On November 11, the muezzin arrived in Raunheim, a town on the outskirts of Frankfurt, the first in Hesse officially to allow prayer through loudspeakers every Friday and, during Ramadan, every day before sunset prayer.
"The principle of equality also applies to religion in a democratic society", explained Mayor Thomas Jühe. Then there is the question of demographics: 70% of Raunheim's population are migrants. "Here we have more Muslims than Christians", Jühe said.
Despite this, they say that the "Great Replacement" and the Islamization of Europe are just conspiracy theories. Have we really understood what the Europe of tomorrow will be like?
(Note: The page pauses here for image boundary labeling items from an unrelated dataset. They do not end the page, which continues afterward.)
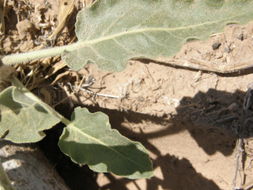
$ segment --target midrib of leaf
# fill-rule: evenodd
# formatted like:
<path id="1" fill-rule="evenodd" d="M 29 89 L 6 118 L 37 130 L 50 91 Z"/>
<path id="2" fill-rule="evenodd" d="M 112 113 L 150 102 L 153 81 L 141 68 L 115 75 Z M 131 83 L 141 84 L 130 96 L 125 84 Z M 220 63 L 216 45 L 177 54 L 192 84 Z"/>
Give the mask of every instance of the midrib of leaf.
<path id="1" fill-rule="evenodd" d="M 83 136 L 87 137 L 88 139 L 92 139 L 93 141 L 97 142 L 98 144 L 101 144 L 101 145 L 104 145 L 106 146 L 108 149 L 110 149 L 111 151 L 115 152 L 116 154 L 118 154 L 120 157 L 122 157 L 123 159 L 126 159 L 126 160 L 129 160 L 130 162 L 132 162 L 134 165 L 142 168 L 143 166 L 136 163 L 134 160 L 132 159 L 129 159 L 128 156 L 125 156 L 124 154 L 122 154 L 121 152 L 118 152 L 116 151 L 115 149 L 111 148 L 108 144 L 104 143 L 103 141 L 97 139 L 97 138 L 94 138 L 93 136 L 87 134 L 87 133 L 84 133 L 81 129 L 79 129 L 78 127 L 76 127 L 71 121 L 69 121 L 69 124 L 68 126 L 71 128 L 71 129 L 74 129 L 75 131 L 77 131 L 78 133 L 82 134 Z"/>
<path id="2" fill-rule="evenodd" d="M 20 54 L 13 54 L 13 55 L 7 55 L 4 56 L 1 61 L 3 64 L 11 65 L 11 64 L 19 64 L 24 62 L 29 62 L 35 59 L 40 58 L 46 58 L 46 57 L 52 57 L 57 55 L 63 55 L 64 53 L 72 52 L 75 50 L 78 50 L 79 48 L 83 47 L 89 47 L 94 44 L 101 43 L 103 41 L 116 39 L 125 35 L 133 35 L 138 33 L 145 33 L 145 32 L 170 32 L 170 31 L 177 31 L 177 30 L 187 30 L 190 28 L 197 28 L 202 27 L 206 25 L 216 24 L 224 21 L 232 21 L 236 17 L 241 17 L 244 15 L 247 15 L 248 13 L 242 13 L 237 14 L 232 17 L 226 17 L 225 19 L 216 20 L 216 21 L 210 21 L 210 22 L 204 22 L 199 24 L 193 24 L 193 25 L 187 25 L 187 26 L 181 26 L 181 27 L 174 27 L 174 28 L 166 28 L 166 27 L 147 27 L 143 29 L 136 29 L 136 30 L 129 30 L 129 31 L 123 31 L 112 35 L 102 36 L 98 37 L 96 39 L 92 40 L 85 40 L 85 39 L 79 39 L 78 42 L 70 45 L 60 46 L 60 47 L 54 47 L 54 48 L 48 48 L 43 50 L 36 50 L 32 52 L 26 52 L 26 53 L 20 53 Z M 170 35 L 173 35 L 170 33 Z"/>
<path id="3" fill-rule="evenodd" d="M 217 24 L 220 22 L 224 22 L 224 21 L 228 21 L 228 20 L 232 20 L 233 18 L 236 18 L 238 16 L 243 16 L 244 14 L 240 14 L 240 15 L 236 15 L 234 17 L 231 18 L 226 18 L 226 19 L 222 19 L 222 20 L 217 20 L 217 21 L 211 21 L 211 22 L 204 22 L 204 23 L 200 23 L 200 24 L 194 24 L 194 25 L 187 25 L 187 26 L 180 26 L 180 27 L 174 27 L 174 28 L 166 28 L 166 27 L 147 27 L 147 28 L 143 28 L 143 29 L 136 29 L 136 30 L 129 30 L 129 31 L 124 31 L 124 32 L 119 32 L 116 34 L 112 34 L 112 35 L 107 35 L 107 36 L 103 36 L 94 40 L 80 40 L 80 42 L 77 42 L 77 44 L 84 44 L 84 46 L 86 45 L 93 45 L 93 44 L 97 44 L 103 41 L 107 41 L 107 40 L 112 40 L 115 38 L 119 38 L 125 35 L 133 35 L 133 34 L 138 34 L 138 33 L 146 33 L 146 32 L 170 32 L 170 31 L 177 31 L 177 30 L 187 30 L 190 28 L 197 28 L 197 27 L 201 27 L 201 26 L 206 26 L 206 25 L 212 25 L 212 24 Z M 75 44 L 73 44 L 75 45 Z"/>

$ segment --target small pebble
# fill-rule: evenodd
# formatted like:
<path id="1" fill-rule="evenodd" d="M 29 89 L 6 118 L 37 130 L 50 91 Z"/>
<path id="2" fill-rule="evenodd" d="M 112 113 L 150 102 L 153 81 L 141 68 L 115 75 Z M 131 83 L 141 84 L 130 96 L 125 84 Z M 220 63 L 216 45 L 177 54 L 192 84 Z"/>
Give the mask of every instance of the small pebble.
<path id="1" fill-rule="evenodd" d="M 220 46 L 221 46 L 220 42 L 215 42 L 215 43 L 213 43 L 212 48 L 213 48 L 213 50 L 216 50 L 216 49 L 219 49 Z"/>

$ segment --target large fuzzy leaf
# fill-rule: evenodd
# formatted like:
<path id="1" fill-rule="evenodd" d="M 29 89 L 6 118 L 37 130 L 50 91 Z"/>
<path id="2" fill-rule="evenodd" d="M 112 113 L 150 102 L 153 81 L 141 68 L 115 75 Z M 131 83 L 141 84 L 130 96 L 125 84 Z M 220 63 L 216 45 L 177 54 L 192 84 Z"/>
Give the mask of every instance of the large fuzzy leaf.
<path id="1" fill-rule="evenodd" d="M 62 152 L 96 172 L 113 172 L 128 178 L 153 175 L 146 149 L 111 129 L 108 116 L 76 108 L 59 140 Z"/>
<path id="2" fill-rule="evenodd" d="M 0 137 L 15 143 L 40 141 L 43 130 L 60 121 L 35 95 L 15 86 L 0 93 L 0 116 Z"/>
<path id="3" fill-rule="evenodd" d="M 122 70 L 128 59 L 163 59 L 190 39 L 253 19 L 251 0 L 99 0 L 80 11 L 78 42 L 66 52 L 74 69 L 96 63 Z"/>

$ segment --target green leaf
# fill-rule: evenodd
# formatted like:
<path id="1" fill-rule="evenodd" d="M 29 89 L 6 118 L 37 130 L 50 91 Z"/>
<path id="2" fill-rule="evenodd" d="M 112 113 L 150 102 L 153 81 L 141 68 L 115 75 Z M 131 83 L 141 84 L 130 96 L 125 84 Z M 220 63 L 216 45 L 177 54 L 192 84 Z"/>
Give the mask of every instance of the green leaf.
<path id="1" fill-rule="evenodd" d="M 0 111 L 0 136 L 15 143 L 40 141 L 43 130 L 60 121 L 35 95 L 15 86 L 0 93 Z"/>
<path id="2" fill-rule="evenodd" d="M 96 172 L 113 172 L 131 179 L 149 178 L 152 164 L 138 142 L 111 129 L 108 116 L 76 108 L 59 140 L 62 152 Z"/>
<path id="3" fill-rule="evenodd" d="M 188 40 L 252 20 L 252 12 L 250 0 L 99 0 L 79 12 L 79 42 L 64 58 L 73 69 L 96 63 L 120 71 L 128 59 L 168 58 Z"/>

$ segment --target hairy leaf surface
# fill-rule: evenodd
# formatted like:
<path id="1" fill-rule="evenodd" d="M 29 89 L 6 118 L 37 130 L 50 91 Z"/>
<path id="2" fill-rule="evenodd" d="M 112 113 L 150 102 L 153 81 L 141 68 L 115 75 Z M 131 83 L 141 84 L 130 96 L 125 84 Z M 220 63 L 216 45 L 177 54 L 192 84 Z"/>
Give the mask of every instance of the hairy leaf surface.
<path id="1" fill-rule="evenodd" d="M 102 112 L 76 108 L 59 147 L 74 162 L 88 164 L 96 172 L 113 172 L 128 178 L 153 175 L 146 149 L 111 129 L 108 116 Z"/>
<path id="2" fill-rule="evenodd" d="M 252 20 L 252 12 L 250 0 L 99 0 L 79 12 L 79 41 L 65 60 L 74 69 L 119 71 L 131 58 L 168 58 L 188 40 Z"/>
<path id="3" fill-rule="evenodd" d="M 35 95 L 15 86 L 0 93 L 0 113 L 0 136 L 15 143 L 40 141 L 43 130 L 60 121 Z"/>

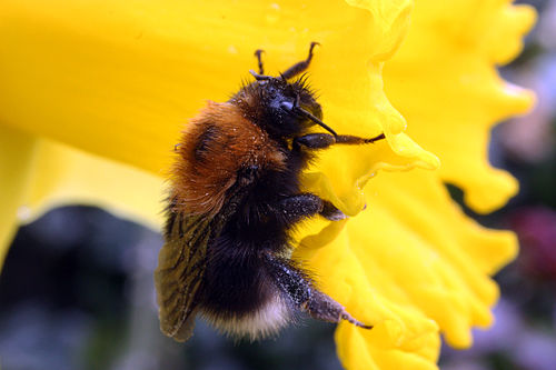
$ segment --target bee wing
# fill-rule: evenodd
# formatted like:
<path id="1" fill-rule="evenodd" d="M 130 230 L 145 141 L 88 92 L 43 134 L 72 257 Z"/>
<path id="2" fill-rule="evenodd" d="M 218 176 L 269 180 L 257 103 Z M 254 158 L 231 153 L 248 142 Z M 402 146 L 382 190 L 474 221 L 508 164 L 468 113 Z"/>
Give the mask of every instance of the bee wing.
<path id="1" fill-rule="evenodd" d="M 198 311 L 195 299 L 207 264 L 210 224 L 211 219 L 202 214 L 171 213 L 168 221 L 155 286 L 160 330 L 177 341 L 186 341 L 193 331 Z"/>

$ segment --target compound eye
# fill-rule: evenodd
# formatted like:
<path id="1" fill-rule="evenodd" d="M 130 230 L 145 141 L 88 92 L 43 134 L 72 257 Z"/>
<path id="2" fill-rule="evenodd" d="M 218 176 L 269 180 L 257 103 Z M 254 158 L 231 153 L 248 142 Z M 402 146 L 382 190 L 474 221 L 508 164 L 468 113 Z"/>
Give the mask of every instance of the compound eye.
<path id="1" fill-rule="evenodd" d="M 294 103 L 289 101 L 282 101 L 280 102 L 280 108 L 285 111 L 291 112 L 294 110 Z"/>

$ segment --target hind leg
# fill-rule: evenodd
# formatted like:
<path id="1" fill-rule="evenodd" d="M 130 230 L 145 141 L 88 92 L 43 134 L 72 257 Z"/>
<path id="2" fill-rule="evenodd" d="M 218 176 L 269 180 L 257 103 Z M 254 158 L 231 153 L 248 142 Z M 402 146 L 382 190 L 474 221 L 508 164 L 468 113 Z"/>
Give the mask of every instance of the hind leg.
<path id="1" fill-rule="evenodd" d="M 290 260 L 267 254 L 266 263 L 279 290 L 299 311 L 305 311 L 322 321 L 347 320 L 364 329 L 373 328 L 356 320 L 340 303 L 317 290 L 310 278 L 302 270 L 294 267 Z"/>

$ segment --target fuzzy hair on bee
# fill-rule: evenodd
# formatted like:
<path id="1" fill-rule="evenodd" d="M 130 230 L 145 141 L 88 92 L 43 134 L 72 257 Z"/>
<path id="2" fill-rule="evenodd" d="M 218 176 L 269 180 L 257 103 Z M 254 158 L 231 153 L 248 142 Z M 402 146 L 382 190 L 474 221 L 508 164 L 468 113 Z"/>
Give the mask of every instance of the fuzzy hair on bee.
<path id="1" fill-rule="evenodd" d="M 301 312 L 371 328 L 290 258 L 291 230 L 300 221 L 345 218 L 331 202 L 300 190 L 300 173 L 316 152 L 385 138 L 337 134 L 322 122 L 301 76 L 317 44 L 278 77 L 264 73 L 257 50 L 255 80 L 226 102 L 209 101 L 176 146 L 155 282 L 160 328 L 177 341 L 191 337 L 197 314 L 251 340 L 276 333 Z"/>

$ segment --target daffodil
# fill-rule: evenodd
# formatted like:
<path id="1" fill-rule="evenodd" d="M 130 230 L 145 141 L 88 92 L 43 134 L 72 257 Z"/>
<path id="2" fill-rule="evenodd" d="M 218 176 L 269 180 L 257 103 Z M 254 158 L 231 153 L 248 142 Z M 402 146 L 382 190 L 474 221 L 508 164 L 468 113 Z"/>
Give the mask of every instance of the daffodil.
<path id="1" fill-rule="evenodd" d="M 496 66 L 534 19 L 507 0 L 3 0 L 0 256 L 18 224 L 57 204 L 158 228 L 188 119 L 238 89 L 256 49 L 275 74 L 318 41 L 325 122 L 386 140 L 331 149 L 304 176 L 350 218 L 307 222 L 295 257 L 375 326 L 339 324 L 347 369 L 435 369 L 440 333 L 465 348 L 492 323 L 490 277 L 516 254 L 514 234 L 466 218 L 444 182 L 479 212 L 517 191 L 486 151 L 490 127 L 532 106 Z"/>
In an interview with Boulevard Voltaire, Thilo Sarrazin, the former head of Germany's central bank and author of two bestsellers on multiculturalism and Islam that shook up the debate in Germany, says the Cologne decision is perfectly in line with Germany's demographic future:
"The German population, if the trend continues, will die out in the next 100 years. In the last chapter of Germany is Disappearing, I sketched the direction that the situation will take over the next years... The decision in Cologne does not surprise me at all. It corresponds to my image of how things will evolve in this area. In France, I find that Michel Houellebecq sends the same message in his book Soumission".
Even the two major German establishment newspapers criticized the growing trend.
The Frankfurter Allgemeine Zeitung took sides against Cologne's decision to authorize the muezzin's prayer from 50 mosques in the city. Ronya Othmann wrote:
"In contrast to the adhan, the Islamic call to prayer, the ringing of bells is only a sound, not a message. 'Tolerance' is a word like 'diversity' and 'respect', an old gum chewed until it no longer has taste. If Erdogan has carpeted Alevis and Yazidi villages with mosques and made them resonate with Islamic belief five times a day, it is an act of Islamist submission and we should not allow [it in] Cologne".
The Süddeutsche Zeitung in Munich was also harsh:
"The call to prayer is not new in Germany. It has been playing in dozens of cities for a long time. The Christian West, if it still exists, will therefore not immediately fall. But Recep Tayyip Erdoğan once quoted a poem: 'Minarets are bayonets, domes are helmets, ... believers are soldiers'. One thing is undeniable: Islamism has been on the rise for decades. The rise to power of the Taliban in Afghanistan is hailed by Islamists as a triumph blessed with the power of faith. Then the transformation of Hagia Sophia into a mosque.... This may have little to do with the ideas and thinking of most Muslims in Germany. But for an Islamist, the adhan is the daily confirmation of the political mandate".
We now have loud music echoing from a tent above Leipzig's Willy-Brandt-Platz, huge green banners with Arabic lettering, and young people distributing leaflets to passers-by. Bild tells us that Muhammad's birthday is being celebrated in a major German city. If France is the country of Islamist aggression, Germany is the country of surrender. The Pew Research Center estimates that by 2050, Germany's Muslim population will be 17.5 million or 20% of the population. Today it is only 8%. Will the "city of the Three Magi" be renamed the "city of the Muezzins"?
Giulio Meotti, Cultural Editor for Il Foglio, is an Italian journalist and author.